Since her recovery, my mother has described her depression as a black fog where reality and anxiety-driven illusions blurred together. It was a world where the contours of her surroundings shifted unpredictably, always just out of focus. 

This description profoundly influenced my approach to Meadow of the Deer. I wanted the sculpture to embody that sense of disorientation and transformation, forms that waver between absence and presence. As visitors move around the installation, the deer silhouettes will seem to vanish into the landscape, only to reappear unexpectedly, like fleeting clarity in a troubled mind. 

Materially, I sought a medium that could reflect both struggle and resilience. Corten steel, with its evolving patina, reveals time’s passage—its stains and drips acting as echoes of past wounds, its self-healing properties symbolizing recovery and adaptation. Just as the patients of Dix Hill found solace in nature, this work acknowledges both the weight of mental illness and the quiet strength it takes to journey down the meandering brick road back home. 


About Mark Reigelman 

Mark Reigelman is an American artist based in Brooklyn, New York. Reigelman was born in Cleveland, Ohio. He pursued his studies in Sculpture and Industrial Design at the Cleveland Institute of Art and furthered his education in product design at Central Saint Martins, University of the Arts in London.  He is recognized for his large-scale public art, including Manifest Destiny at the Hotel des Arts in San Francisco, California, and Smökers, a series of miniature houses positioned over steam-emitting manholes in New York City.
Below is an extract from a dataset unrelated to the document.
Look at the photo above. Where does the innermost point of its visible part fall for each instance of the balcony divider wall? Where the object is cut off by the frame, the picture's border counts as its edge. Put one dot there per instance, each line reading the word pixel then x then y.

Reigelman's work reevaluates the everyday, reinvigorates gathering spaces, and engages with urban and rural conditions. These interventions attempt to reorient one’s perception and inspire a renewed collective consciousness. By favoring the process of research and exploration, he has a unique body of work poised between abstraction and literal representation, guided by a clear conceptual foundation and whimsical synthesis. It is this bold, site-specific approach to reimagining spaces that he hopes to apply to each artwork he creates.

  • His artistic ethos is rooted in the notion that public art can act as a portal to other possible worlds, which viewers might traverse and inhabit. The intent is to visually communicate a narrative that reshapes aspects of a specific environment and engages individuals in new and exciting ways, urging viewers to interact with the site and one another. This framework guides the physical characteristics of the installation; placement, duration, scale, colors, processes, and materials are selected based on their ability to convey best and reinforce the conceptual narrative. To achieve this level of energy and site responsiveness, he begins with meticulous research and documentation of the local environment and site history.